Behavioral Science - Epidemiology / Biostatistics Flashcards
1
Q
Cross-sectional study
- Study Type
- Design
- Measures/Example
A
- Study Type
- Observational
- Design
- Collects data from a group of people to assess frequency of disease (and related risk factors) at a particular point in time.
- Asks, “What is happening?””
- Measures/Example
- Disease prevalence.
- Can show risk factor association with disease, but does not establish causality.
2
Q
Case-control study
- Study Type
- Design
- Measures/Example
A
- Study Type
- Observational and retrospective
- Design
- Compares a group of people with disease to a group without disease.
- Looks for prior exposure or risk factor.
- Asks, “What happened?”
- Measures/Examples
- Odds ratio (OR).
- “Patients with COPD had higher odds of a history of smoking than those without COPD had.”
3
Q
Cohort study
- Study Type
- Design
- Measures/Example
A
- Study Type
- Observational and prospective or retrospective
- Design
- Compares a group with a given exposure or risk factor to a group without such exposure.
- Looks to see if exposure increased the likelihood of disease.
- Can be prospective (asks, “Who will develop disease?”) or retrospective (asks, “Who developed the disease [exposed vs. nonexposed]?”).
- Measures/Example
- Relative risk (RR).
- “Smokers had a higher risk of developing COPD than nonsmokers had.”
4
Q
Twin concordance study
- Design
- Measures/Example
A
- Design
- Compares the frequency with which both monozygotic twins or both dizygotic twins develop same disease.
- Measures/Example
- Measures heritability and influence of environmental factors (“nature vs. nurture”).
5
Q
Adoption study
- Design
- Measures/Example
A
- Design
- Compares siblings raised by biological vs. adoptive parents.
- Measures/Example
- Measures heritability and influence of environmental factors.
6
Q
Clinical trial
A
- Experimental study involving humans.
- Compares therapeutic benefits of 2 or more treatments, or of treatment and placebo.
- Study quality improves when study is randomized, controlled, and double-blinded (i.e., neither patient nor doctor knows whether the patient is in the treatment or control group).
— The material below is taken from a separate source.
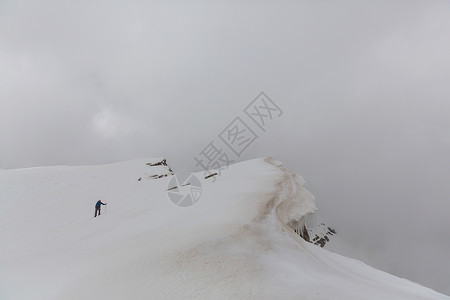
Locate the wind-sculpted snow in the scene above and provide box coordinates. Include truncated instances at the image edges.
[0,158,450,300]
- Triple-blind refers to the additional blinding of the researchers analyzing the data.
7
Q
Drug Trials: Phase I
- Typical Study Sample
- Purpose
A
- Typical Study Sample
- Small number of healthy volunteers.
- Purpose
- “Is it safe?”
- Assesses safety, toxicity, and pharmacokinetics.
8
Q
Drug Trials: Phase II
- Typical Study Sample
- Purpose
A
- Typical Study Sample
- Small number of patients with disease of interest.
- Purpose
- “Does it work?”
- Assesses treatment efficacy, optimal dosing, and adverse effects.
9
Q
Drug Trials: Phase III
- Typical Study Sample
- Purpose
A
- Typical Study Sample
- Large number of patients randomly assigned either to the treatment under investigation or to the best available treatment (or placebo).
- Purpose
- “Is it as good or better?”
- Compares the new treatment to the current standard of care.
10
Q
Drug Trials: Phase IV
- Typical Study Sample
- Purpose
A
- Typical Study Sample
- Postmarketing surveillance trial of patients after approval.
- Purpose
- “Can it stay?”
- Detects rare or long-term adverse effects.
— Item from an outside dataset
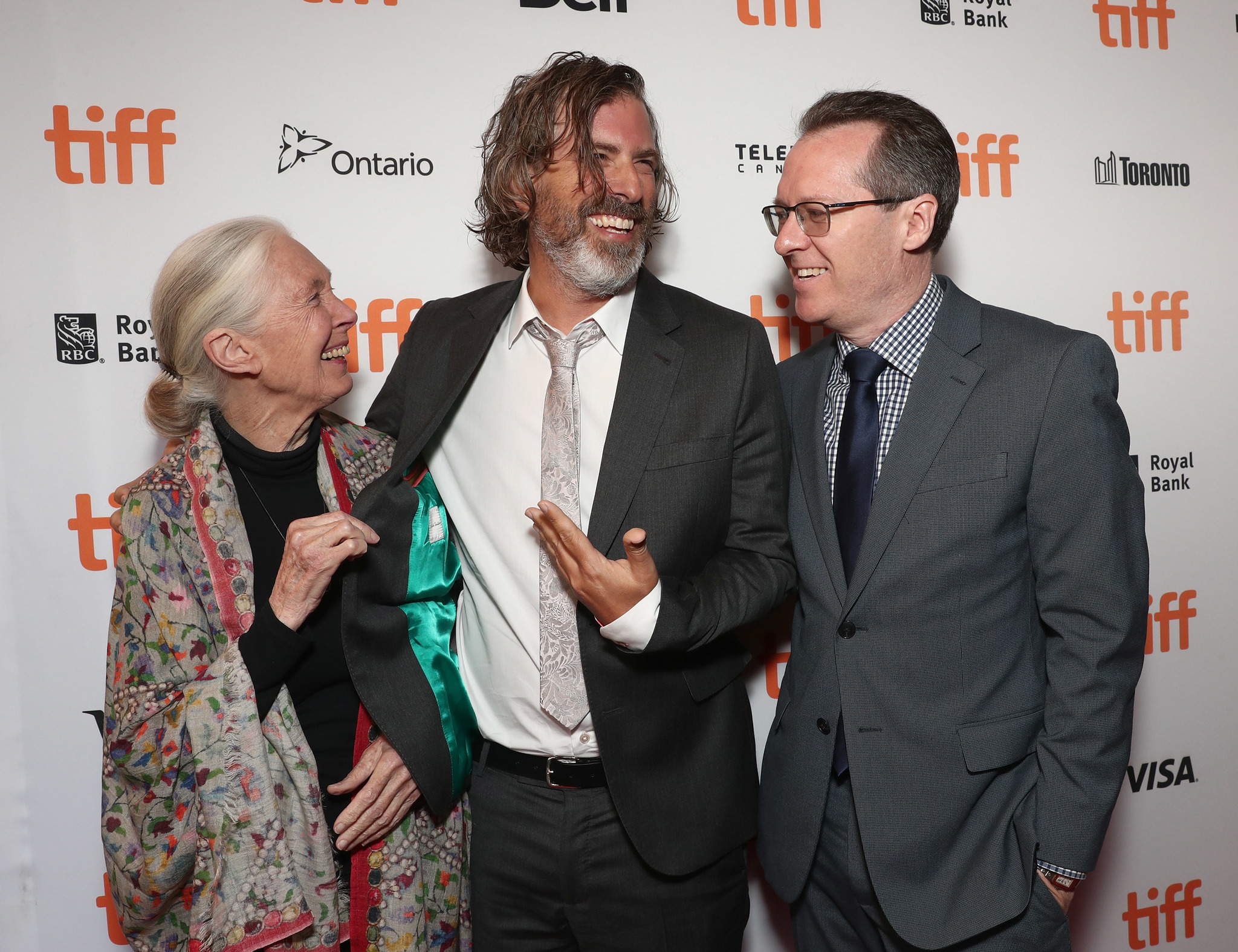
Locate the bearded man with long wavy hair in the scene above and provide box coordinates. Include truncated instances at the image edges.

- Can result in a drug being withdrawn from market.
11
Q
Evaluation of diagnostic tests
A
- Uses 2 × 2 table comparing test results with the actual presence of disease.
- TP = true positive
- FP = false positive
- TN = true negative
- FN = false negative
- Sensitivity and specificity are fixed properties of a test (vs. PPV and NPV).

12
Q
Sensitivity (true-positive rate)
- Definition
- Equations
A
- Definition
- Proportion of all people with disease who test positive, or the probability that a test detects disease when disease is present.
- Value approaching 100% is desirable for ruling out disease and indicates a low false-negative rate.
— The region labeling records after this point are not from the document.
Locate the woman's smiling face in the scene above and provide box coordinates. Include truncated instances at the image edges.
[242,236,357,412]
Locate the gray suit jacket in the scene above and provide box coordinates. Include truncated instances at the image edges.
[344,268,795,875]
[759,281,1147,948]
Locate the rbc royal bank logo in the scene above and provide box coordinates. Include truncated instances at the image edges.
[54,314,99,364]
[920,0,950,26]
- High sensitivity test used for screening in diseases with low prevalence.
- Equations
- = TP / (TP + FN)
- = 1 – false-negative rate
- If sensitivity is 100%
- TP / (TP + FN) = 1
- FN = 0
- All negatives must be TNs
- SN-N-OUT = highly SeNsitive test, when Negative, rules OUT disease
13
Q
Specificity (true-negative rate)
- Definition
- Equations
A
- Definition
- Proportion of all people without disease who test negative, or the probability that a test indicates non-disease when disease is absent.
- Value approaching 100% is desirable for ruling in disease and indicates a low false-positive rate.
- High specificity test used for confirmation after a positive screening test.
- Equations
- = TN / (TN + FP)
- = 1 – false-positive rate
- If specificity is 100%
- TN / (TN + FP) = 1
- FP = 0
- All positives must be TPs
- SP-P-IN = highly SPecific test, when Positive, rules IN disease
14
Q
Positive predictive value (PPV)
- Definition
- Equation
A
- Definition
- Proportion of positive test results that are true positive.
- Probability that person actually has the disease given a positive test result.
- PPV varies directly with prevalence or pretest probability
- High pretest probability –> high PPV
- Equation
- = TP / (TP + FP)
15
Q
Negative predictive value (NPV) (51)
A
- Definition
- Proportion of negative test results that are true negative.
- Probability that person actually is disease free given a negative test result.
- NPV varies inversely with prevalence or pretest probability
- High pretest probability –> low NPV
- Equation
- = TN / (FN + TN)

16
Q
Incidence vs. prevalence
- Equations
- Comparison
A
- Equations
- Incidence rate = # of new cases in a specified time period / Population at risk during same time period
- Incidence looks at new cases (incidents).
- Prevalence = # of existing cases / Population at risk
- Prevalence looks at all current cases.
- Incidence rate = # of new cases in a specified time period / Population at risk during same time period
- Comparison
- Prevalence ≈ incidence rate × average disease duration.
- Prevalence > incidence for chronic diseases (e.g., diabetes).
- Incidence and prevalence for common cold are very similar since disease duration is short.
17
Q
Odds ratio (OR)
- Definition
- Equations
A
- Definition
- Typically used in case-control studies.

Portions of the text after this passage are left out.